IF YOU DID NOTHING MORE THAN GIVE EACH
OF YOUR PATIENTS THE NUTRI-SPEC FUNDAMENTAL DIET
ALONG WITH OXYGENIC B ...
you would achieve more as a clinical nutritionist than all
those ordinary "nutritionists" with their inane megadoses
of vitamins and their herbal drugs.
Remember, the essential purposes of your Nutri-Spec
Fundamental Diet are quite simple but are vitally
important:
1. To insure that each patient obtains adequate nutrient
intake (which requires the addition of Oxy B as a source
of trace minerals).
2. To help your patients achieve glycemic control --
since aberrations in sugar metabolism are a causative
factor in CVD, in cancer, in allergies, in depression and
anxiety, in fatigue, in PMS, and in nearly every other
symptom or condition you can name.
3. To avoid the highly toxic components of the common
diet -- most particularly vegetable oils and aspartame.
Think of it -- these are the most critical dietary
considerations for every person, regardless of what their
symptomatic complaints may be. The Nutri-Spec Fundamental
Diet will eliminate primary causes associated with
virtually anyone's clinical complaints.
Yes, Nutri-Spec gives you the analysis and the high
biological activity supplements to go the giant step
- 2 -
further and specifically treat the metabolic imbalances
associated with each of your patient's symptoms, -- but
nothing is more fundamental than building your Nutri-Spec
practice on the solid foundation of the Nutri-Spec
Fundamental Diet.
In last month's Letter you read a case history about
a woman who on Nutri-Spec was able to lower her serum
triglycerides from 1375 to 137 -- an astounding clinical
response. (At the same time she regained all aspects of
functional health -- becoming mentally alert, physically
energized and reducing body fat to the level she enjoyed
20 years ago.) While it is true that the Nutri-Spec
supplements, applied with specificity, worked this
"miracle," it could never have been achieved without
gaining perfect compliance from the patient on the
Nutri-Spec Fundamental Diet.
To summarize what you have learned in these last two
letters:
1. The keystone of your fundamental diet (and the aspect
that assures that your patient achieves glycemic control)
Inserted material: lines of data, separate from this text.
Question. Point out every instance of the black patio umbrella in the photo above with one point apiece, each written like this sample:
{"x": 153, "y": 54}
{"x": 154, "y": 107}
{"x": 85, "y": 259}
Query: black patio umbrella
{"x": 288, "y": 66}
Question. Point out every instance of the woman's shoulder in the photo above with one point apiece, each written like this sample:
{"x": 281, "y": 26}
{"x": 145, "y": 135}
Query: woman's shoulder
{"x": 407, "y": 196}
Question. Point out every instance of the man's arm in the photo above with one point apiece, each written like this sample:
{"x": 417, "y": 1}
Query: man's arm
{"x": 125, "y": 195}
involves eating three meals daily, each of which contains
several ounces of meat, fish, poultry, eggs, or dairy --
with a prescribed quantity of allowable carbohydrates in
proper proportion to the animal protein consumed. We are
quantifying the protein to carbohydrate ratio based on
ounces of animal foods, but you now understand that it is
more than the quantity of protein that is so critical in
these animal foods. It is more importantly the quantity
of saturated fat.
2. All polyunsaturated oils are damaging. They
accelerate the aging process; they particularly accelerate
aging of the brain and skin (with the production of
lipofuscin); they destroy liver function; they destroy
thyroid function; they potentiate the damaging effects of
excess estrogen and of excess cortisol and of insulin
resistance.
3. Saturated fats (including cholesterol) are some of our
most important nutrients. They are essential for the
development of infants (particularly the infant's brain),
and for hormone production, and for the preservation of
vitality throughout life, and for the delay of senescence.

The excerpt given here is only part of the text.